Conflitos. Trump & Co. aumentam risco de uma guerra global

As alterações ambientais são o risco mais plausível e um dos mais destrutivos, mas o mundo está mais instável e pronto para a guerra

O súbito eclodir de uma devastadora guerra entre as principais potências no mundo não se encontra entre os acontecimentos mais prováveis do próximo ano, de acordo com a lista de ameaças globais que o Fórum Económico Mundial publicou ontem. Não é o evento mais provável, é verdade, mas é mais provável do que em qualquer outro momento das “últimas décadas”, segundo se lê na análise realizada por centenas de políticos e especialistas, que todos os anos desfiam os cenários mais negros que se podem abater sobre o planeta.

E se é verdade que uma guerra nuclear e de armas de destruição maciça é tão provável este ano como a explosão de um surto infeccioso severo, capaz de provocar o pânico e a ruína nos mercados, também é verdade que o espetro de um conflito armado de grande escala é de longe o risco mais destruidor. Se a possibilidade de uma nova peste se encontra no décimo lugar dos acontecimentos possivelmente mais desastrosos, um conflito armado global encontra-se isolado no primeiro posto, à frente de fenómenos meteorológicos extremos, outros desastres naturais, de um voltar das costas às alterações do clima e de uma crise mundial de escassez de água e comida. 
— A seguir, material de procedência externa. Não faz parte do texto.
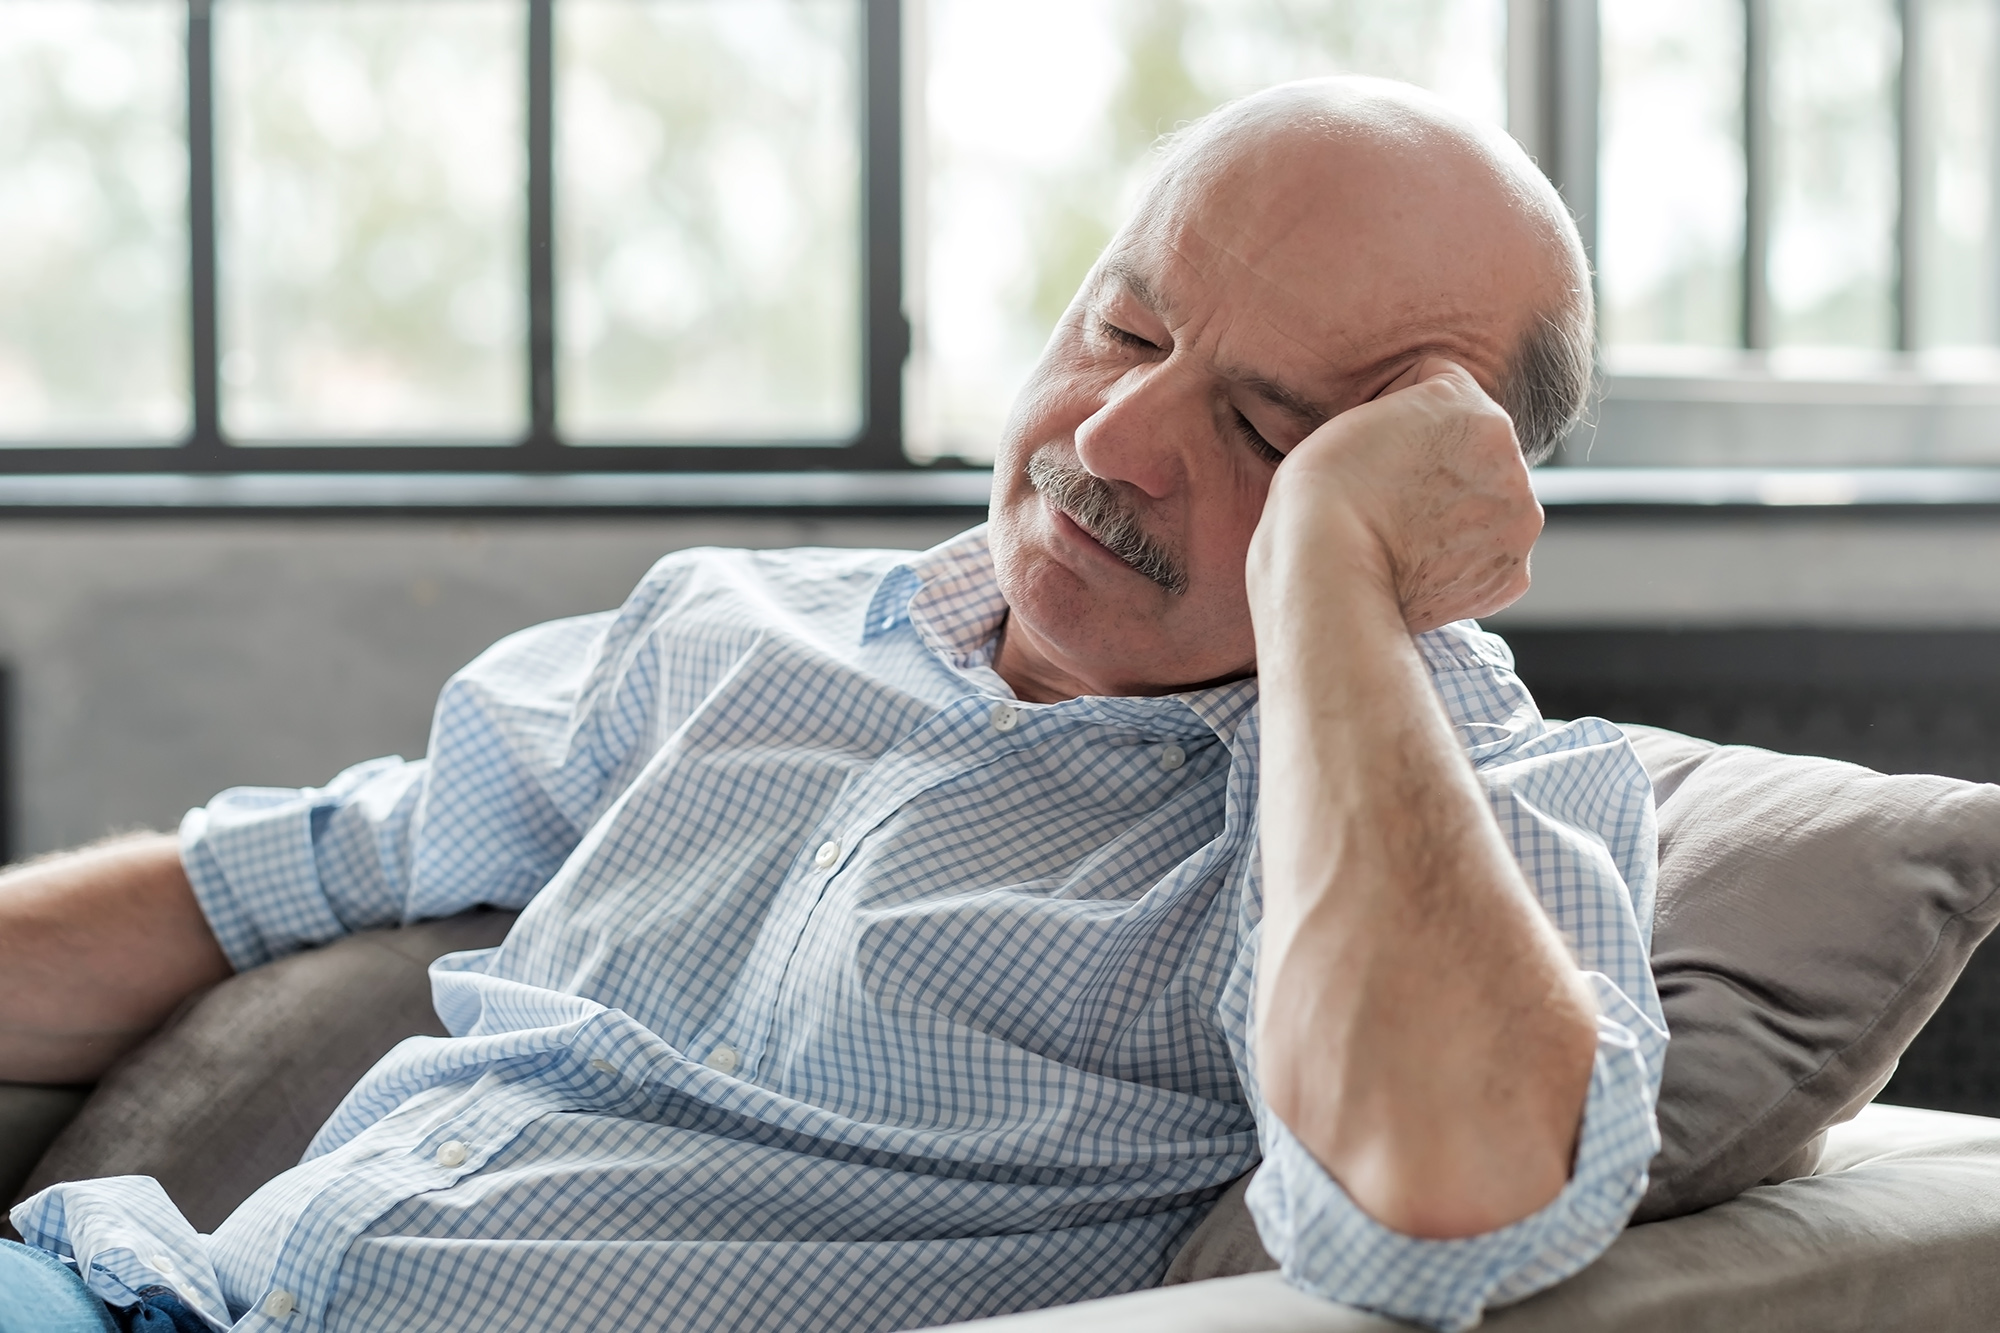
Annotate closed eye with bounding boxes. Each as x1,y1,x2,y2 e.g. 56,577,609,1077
1233,409,1285,466
1097,318,1159,351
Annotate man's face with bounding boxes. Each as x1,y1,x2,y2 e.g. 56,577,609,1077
987,123,1553,699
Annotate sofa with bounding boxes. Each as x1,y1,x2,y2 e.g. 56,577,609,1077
6,722,2000,1330
930,1103,2000,1330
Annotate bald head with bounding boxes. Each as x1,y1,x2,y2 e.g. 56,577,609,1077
1139,77,1594,462
986,76,1592,698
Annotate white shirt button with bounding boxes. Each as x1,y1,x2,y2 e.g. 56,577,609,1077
705,1043,741,1074
1157,744,1186,772
434,1139,469,1168
989,703,1020,733
588,1057,617,1075
813,840,840,869
262,1289,296,1318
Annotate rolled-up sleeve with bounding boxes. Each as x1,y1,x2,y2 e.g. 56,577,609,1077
181,610,622,972
1246,977,1662,1331
1232,627,1668,1330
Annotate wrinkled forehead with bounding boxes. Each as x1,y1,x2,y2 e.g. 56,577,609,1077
1108,180,1520,391
1100,115,1563,388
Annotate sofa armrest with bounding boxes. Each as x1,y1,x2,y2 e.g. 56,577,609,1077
929,1105,2000,1333
927,1272,1400,1332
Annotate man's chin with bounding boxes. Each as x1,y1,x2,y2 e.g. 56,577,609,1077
996,487,1176,633
1001,540,1160,656
997,504,1126,610
995,521,1095,621
996,541,1256,695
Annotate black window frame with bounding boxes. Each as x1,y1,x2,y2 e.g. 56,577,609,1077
0,0,909,475
11,0,1986,487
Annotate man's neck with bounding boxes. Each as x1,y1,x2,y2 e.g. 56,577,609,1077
992,613,1256,703
992,614,1099,703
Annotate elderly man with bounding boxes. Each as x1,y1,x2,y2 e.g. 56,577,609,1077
0,78,1658,1333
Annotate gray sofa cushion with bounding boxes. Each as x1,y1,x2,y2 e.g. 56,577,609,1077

Não há nisto muitas surpresas. Afinal de contas, num mundo em que o presidente norte-americano confronta aberta e insultuosamente o já incendiário presidente norte-coreano e num momento em que o arsenal atómico do seu país parece ser capaz de atingir os Estados Unidos, dá indícios de incluir bombas de hidrogénio e camiões de disparo de engenhos já abastecidos, não é de espantar que o risco de um conflito nuclear tenha aumentado.

No entanto, o documento do Fórum Económico Mundial sustenta que os riscos de um confronto armado global estão ligados à probabilidade também maior de conflitos regionais e mundiais. Nesta avaliação, Donald Trump e as políticas de identidade que contribuíram para a sua eleição são incontornáveis. Segundo o documento publicado ontem: “A política do homem forte e carismático alastra-se”. Somando-se à plataforma “A América em Primeiro” do presidente Trump, podemos encontrar variações deste mesmo tema em vários países, desde a China ao Japão, passando pela Rússia, Turquia, Arábia Saudita, Filipinas e outros lugares. A tendência para o exercício personalizado do poder acontece num contexto de crescente volatilidade geopolítica.”
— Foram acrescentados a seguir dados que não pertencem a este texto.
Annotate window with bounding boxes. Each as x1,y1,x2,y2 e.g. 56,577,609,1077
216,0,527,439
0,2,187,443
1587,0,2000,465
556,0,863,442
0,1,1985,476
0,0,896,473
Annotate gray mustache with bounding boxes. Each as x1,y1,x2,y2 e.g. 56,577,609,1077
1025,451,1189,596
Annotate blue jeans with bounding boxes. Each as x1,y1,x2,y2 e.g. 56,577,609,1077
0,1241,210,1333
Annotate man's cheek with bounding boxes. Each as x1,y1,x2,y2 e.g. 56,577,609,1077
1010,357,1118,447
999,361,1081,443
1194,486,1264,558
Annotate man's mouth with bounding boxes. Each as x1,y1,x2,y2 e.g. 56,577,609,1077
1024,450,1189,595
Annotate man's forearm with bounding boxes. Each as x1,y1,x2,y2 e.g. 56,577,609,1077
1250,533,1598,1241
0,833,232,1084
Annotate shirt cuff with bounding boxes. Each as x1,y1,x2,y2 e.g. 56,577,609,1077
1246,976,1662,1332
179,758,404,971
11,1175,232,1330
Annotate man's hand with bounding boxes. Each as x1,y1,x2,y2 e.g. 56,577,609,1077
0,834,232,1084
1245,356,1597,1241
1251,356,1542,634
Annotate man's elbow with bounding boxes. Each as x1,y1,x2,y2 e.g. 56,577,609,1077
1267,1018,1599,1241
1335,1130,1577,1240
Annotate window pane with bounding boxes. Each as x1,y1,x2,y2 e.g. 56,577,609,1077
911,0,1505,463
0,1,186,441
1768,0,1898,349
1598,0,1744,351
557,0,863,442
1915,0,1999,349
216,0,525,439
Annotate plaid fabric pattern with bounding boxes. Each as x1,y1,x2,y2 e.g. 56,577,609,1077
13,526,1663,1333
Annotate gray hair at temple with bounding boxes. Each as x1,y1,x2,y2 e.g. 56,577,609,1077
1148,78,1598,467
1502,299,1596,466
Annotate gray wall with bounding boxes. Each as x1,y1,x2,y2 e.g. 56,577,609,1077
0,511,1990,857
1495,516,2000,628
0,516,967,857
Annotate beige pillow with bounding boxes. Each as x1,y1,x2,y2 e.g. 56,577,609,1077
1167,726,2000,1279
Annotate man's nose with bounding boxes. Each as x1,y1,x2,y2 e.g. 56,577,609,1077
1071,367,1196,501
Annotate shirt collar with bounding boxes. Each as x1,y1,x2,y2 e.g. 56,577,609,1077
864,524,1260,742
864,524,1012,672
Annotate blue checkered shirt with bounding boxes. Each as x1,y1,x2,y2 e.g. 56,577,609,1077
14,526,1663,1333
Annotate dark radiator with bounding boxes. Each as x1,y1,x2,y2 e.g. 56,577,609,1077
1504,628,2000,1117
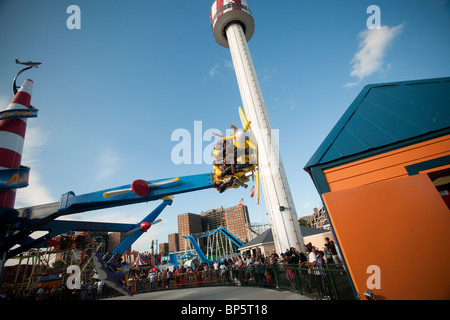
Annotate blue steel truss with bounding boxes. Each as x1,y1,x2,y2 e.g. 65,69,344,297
183,227,244,263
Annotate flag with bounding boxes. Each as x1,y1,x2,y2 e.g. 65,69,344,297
250,186,255,198
237,198,244,208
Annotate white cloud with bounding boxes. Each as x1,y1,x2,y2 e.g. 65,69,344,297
60,208,138,224
15,172,55,207
209,63,220,77
344,81,359,88
209,60,234,78
21,124,49,166
15,124,55,207
95,146,123,180
346,24,404,86
224,59,233,69
0,95,10,109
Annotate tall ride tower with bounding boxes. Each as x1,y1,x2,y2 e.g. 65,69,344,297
0,79,34,208
210,0,304,253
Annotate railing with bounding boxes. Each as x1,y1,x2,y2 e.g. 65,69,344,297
265,263,356,300
1,263,356,300
100,263,356,300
O fantasma nuclear A volatilidade e as políticas isolacionistas tendem a replicar-se. O Fórum alerta para o facto de as mesmas organizações globais criadas depois da Segunda Guerra Mundial para mitigar o risco de um novo conflito se terem tornado agora um inimigo consensual das políticas do isolamento e do “cada um por si” – o discurso deTrump na última Assembleia Geral das Nações Unidas defendeu precisamente essa postura nacionalista. Apesar disso, e enquanto as bombas nucleares, os ataques químicos e as grandes explosões mobilizam a imaginação coletiva, o Fórum afirma que os mais plausíveis e devastadores riscos são, por grande vantagem e pelo segundo ano consecutivo, os associados a alterações climáticas: “Dos 30 riscos globais que os especialistas avaliaram em termos de probabilidade e impacto, os cinco riscos ambientais – condições meteorológicas extremas, perda da biodiversidade e o colapso de ecossistemas – encontram-se entre as duas principais preocupações.”
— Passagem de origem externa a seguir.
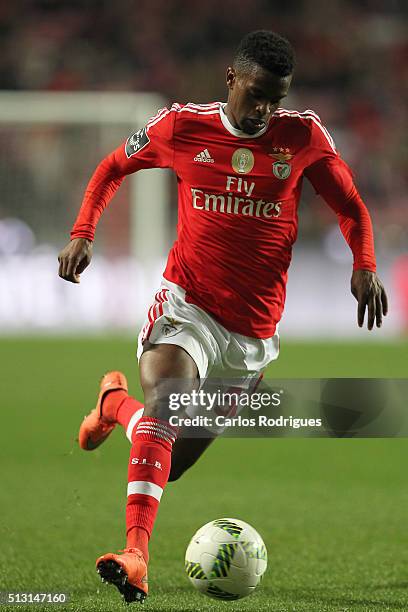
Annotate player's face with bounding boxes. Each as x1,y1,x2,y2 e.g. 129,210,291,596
226,64,292,135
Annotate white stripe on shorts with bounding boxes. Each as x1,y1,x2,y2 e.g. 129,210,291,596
127,480,163,501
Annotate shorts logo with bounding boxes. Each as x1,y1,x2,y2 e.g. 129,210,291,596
269,150,293,180
231,148,254,174
125,127,150,158
161,316,182,337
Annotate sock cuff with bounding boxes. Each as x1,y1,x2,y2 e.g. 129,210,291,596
135,416,177,447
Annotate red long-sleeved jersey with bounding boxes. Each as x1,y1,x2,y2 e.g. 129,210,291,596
71,102,376,338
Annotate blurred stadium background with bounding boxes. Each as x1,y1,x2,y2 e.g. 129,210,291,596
0,0,407,337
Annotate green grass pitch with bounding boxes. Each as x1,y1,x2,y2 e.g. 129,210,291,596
1,337,407,611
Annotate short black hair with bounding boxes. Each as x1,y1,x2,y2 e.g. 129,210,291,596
234,30,295,77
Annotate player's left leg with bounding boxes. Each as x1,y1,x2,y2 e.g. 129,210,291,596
169,435,216,481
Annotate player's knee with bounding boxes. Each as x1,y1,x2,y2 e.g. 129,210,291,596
139,343,199,419
139,378,197,422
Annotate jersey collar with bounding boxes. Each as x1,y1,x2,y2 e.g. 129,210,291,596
219,103,268,139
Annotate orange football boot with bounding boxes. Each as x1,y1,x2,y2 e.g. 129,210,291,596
96,548,148,603
78,371,128,450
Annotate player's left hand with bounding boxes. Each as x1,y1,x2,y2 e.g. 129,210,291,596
351,270,388,330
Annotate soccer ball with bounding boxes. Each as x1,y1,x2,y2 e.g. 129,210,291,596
185,518,267,600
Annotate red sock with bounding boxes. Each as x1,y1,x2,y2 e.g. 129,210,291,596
127,526,150,564
126,416,177,560
103,392,144,442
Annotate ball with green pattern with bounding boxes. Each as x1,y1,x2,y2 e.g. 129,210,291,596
185,518,267,600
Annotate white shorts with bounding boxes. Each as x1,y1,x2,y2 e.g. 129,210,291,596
137,278,279,384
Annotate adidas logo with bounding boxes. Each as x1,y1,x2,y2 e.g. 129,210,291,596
193,149,214,163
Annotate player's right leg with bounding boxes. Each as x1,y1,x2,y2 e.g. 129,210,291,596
169,435,215,481
96,342,199,603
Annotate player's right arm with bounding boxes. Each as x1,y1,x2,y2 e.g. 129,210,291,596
58,106,177,283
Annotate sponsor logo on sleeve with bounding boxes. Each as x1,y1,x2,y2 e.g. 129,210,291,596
125,127,150,158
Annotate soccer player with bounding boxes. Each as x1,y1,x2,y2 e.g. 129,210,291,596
58,30,388,603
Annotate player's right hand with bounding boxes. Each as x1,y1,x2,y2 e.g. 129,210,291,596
58,238,93,283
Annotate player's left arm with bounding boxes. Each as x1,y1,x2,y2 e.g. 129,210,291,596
304,120,388,330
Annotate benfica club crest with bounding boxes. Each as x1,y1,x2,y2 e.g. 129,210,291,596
161,316,181,337
270,150,293,180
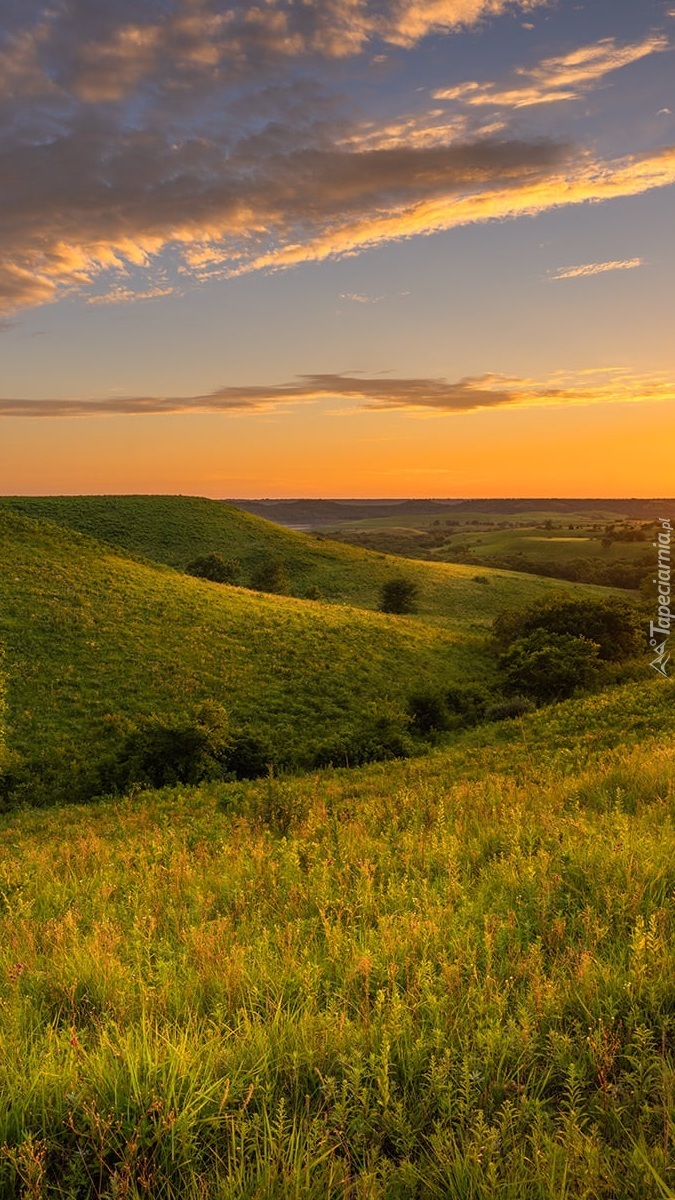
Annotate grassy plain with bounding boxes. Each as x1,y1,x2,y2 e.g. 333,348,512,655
0,678,674,1197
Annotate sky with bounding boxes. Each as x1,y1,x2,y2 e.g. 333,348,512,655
0,0,674,497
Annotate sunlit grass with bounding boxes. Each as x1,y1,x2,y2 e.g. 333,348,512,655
1,680,674,1197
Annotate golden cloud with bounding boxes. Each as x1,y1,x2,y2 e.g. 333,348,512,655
434,34,669,108
1,368,673,418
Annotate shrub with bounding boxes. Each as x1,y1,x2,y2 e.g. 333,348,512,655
99,701,232,792
312,705,413,768
484,695,535,721
226,728,275,780
250,559,290,594
493,595,644,662
408,690,450,735
379,577,419,614
445,683,491,726
305,584,323,601
499,630,601,702
186,552,240,584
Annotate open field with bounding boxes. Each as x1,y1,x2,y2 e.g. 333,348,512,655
1,678,674,1197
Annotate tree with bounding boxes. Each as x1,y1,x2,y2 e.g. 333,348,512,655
186,552,240,584
250,559,290,594
493,595,643,662
379,577,419,614
499,630,601,702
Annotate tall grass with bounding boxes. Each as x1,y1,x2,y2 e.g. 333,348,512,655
1,681,674,1197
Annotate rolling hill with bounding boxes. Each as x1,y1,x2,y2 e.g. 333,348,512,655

No Pentágono da administração de Trump, todavia, pensa-se o contrário. Segundo a imprensa americana, as Forças Armadas estão prestes a apresentar ao presidente uma proposta de reforma das políticas de uso de armas nucleares dos Estados Unidos com a qual pretendem alargar as ameaças às quais o governo pode responder com bombas atómicas. A proposta, que ainda não foi revista pelo presidente mas está a ser analisada pelo seu governo, defende que o arsenal nuclear americano pode ser usado em retaliação a ataques que provoquem danos desastrosos a estruturas vitais como as que podem ser causadas por um vasto ataque cibernético contra as redes de comunicação ou energia.

Esta é a primeira vez que a ameaça de guerra cibernética é concebida como uma provocação de proporções nucleares, embora o documento sustente que há outras respostas viáveis para ataques desse género. Os generais sublinham também, que Washington deve ter em conta as ambições nucleares e nacionalistas da China, Rússia, Coreia do Norte e, possivelmente, Irão. “Temos de encarar a realidade como ela é e não como gostaríamos que fosse”, sustenta o documento.